Ces carnets ne revendiquent pas de modèle mais au fil du temps, ils pourraient se rapprocher – toute envergure gardée – du Zibaldone de Giacomo Leopardi (zibaldone, dérivé de sabayon, est intraduisible, mais il pourrait signifier : « mélange, chaos écrit »). Pas de chaos pour autant – écrire est « une façon de rechercher ou de mettre de l’ordre, qui est toujours une forme de méditation » (Cees Nooteboom, un auteur néerlandais que j’affectionne). J’écoute et j’observe ce qui pousse, comme en méditation. Je fais confiance au hasard (de mes connexions neuronales) pour nourrir et peupler ma solitude : c’est ma friche comme vous diriez peut-être mon jardin, ou mon verger, ce lieu si cher à Philippe Jaccottet.
Il avait, quant à lui, intitulé ses carnets Semaison – titre qui impliquait un mouvement de dispersion, celui naturel des graines d’une plante. Il y semait, la croissance se faisait dans la multitude éparse et accueillante. Je retiens quant à moi le mouvement inverse, la convergence de l’épars vers un territoire, et je prolonge d’une certaine manière celui de Philippe Jaccottet : ce territoire accueille les graines que dispersent le vent et les météores, l’eau et les oiseaux, les renards et les sangliers, les fourmis et les hommes etc. Je m’en remets à sa fécondité naturelle.

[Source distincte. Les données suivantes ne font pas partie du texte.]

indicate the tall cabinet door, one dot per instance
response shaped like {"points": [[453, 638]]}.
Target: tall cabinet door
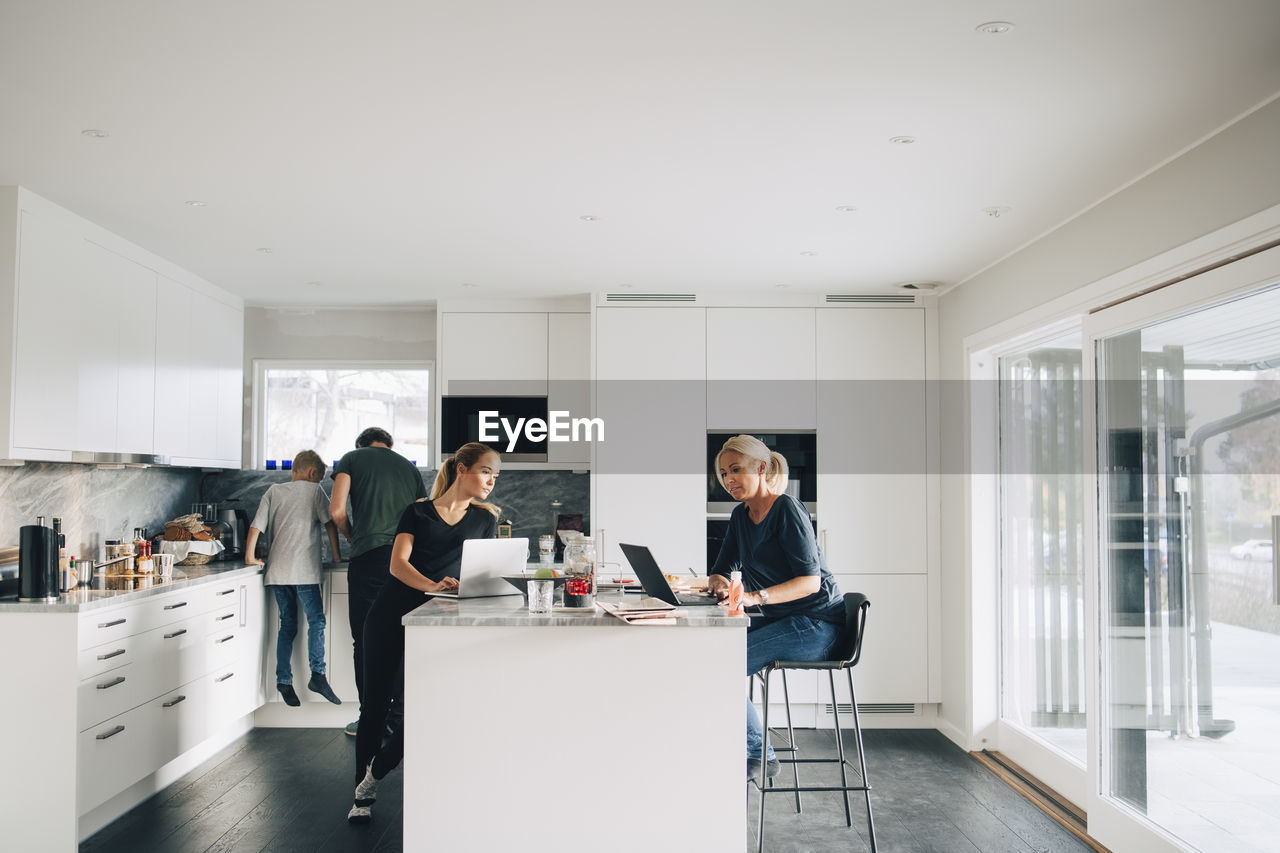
{"points": [[649, 471], [46, 368], [872, 491], [752, 391]]}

Longtemps, j’y ai essayé des genres, des idées, des nouvelles ou des formes de texte, à cheval entre fiction et texte personnel. Il contribuait également à garder mon esprit ouvert, curieux de tout ce que la vie amenait. Lâchez tout, laissez faire : ça proliférait à la manière d’un rhizome. Mais une friche, comme le désir, comme un rhizome, ne se contrôle pas – sans quoi ce n’est plus une friche. Aussi m’est-il arrivé au fil des ans d’en perdre le fil, et au final de penser que ce lieu était devenu stérile. Pour moi, pas pour moi, ni intime, ni partagé : j’ai fini un temps par ne plus savoir pour qui pourquoi j’écrivais ce truc, et par ne plus y venir. La grâce s’était consumée. Et puis qu’y expérimenterai-je de plus, me disais-je alors ?
Cette friche a survécu. La grâce n’est plus la même qu’aux premiers jours mais le désir, quasi intact, est revenu.
Elle a maintenant plus de dix ans. Elle se porte bien. Elle deviendra d’ici quelques années une forêt, avec des connexions souterraines entre les arbres, des champignons qui font alliance avec leurs racines, des herbes et des plantes qui te montent jusqu’aux cuisses, te chatouillent les hanches, et même la poitrine, à l’intérieur de laquelle des milliers d’êtres vivants grouillent et s’épanouissent, sur laquelle comme sur la canopée d’une forêt vierge, viennent butiner guêpes, bourdons, abeilles, coccinelles, pucerons et autres bêtes à Bon Dieu.

Alors, voilà, à fréquence régulière, j’en extirperai une herbe folle, une des espèces qu’elle abrite, et je la ferai sécher sur cette page. Une manière de semaison : un véritable écrivain ne défriche pas, il vous embroussaille.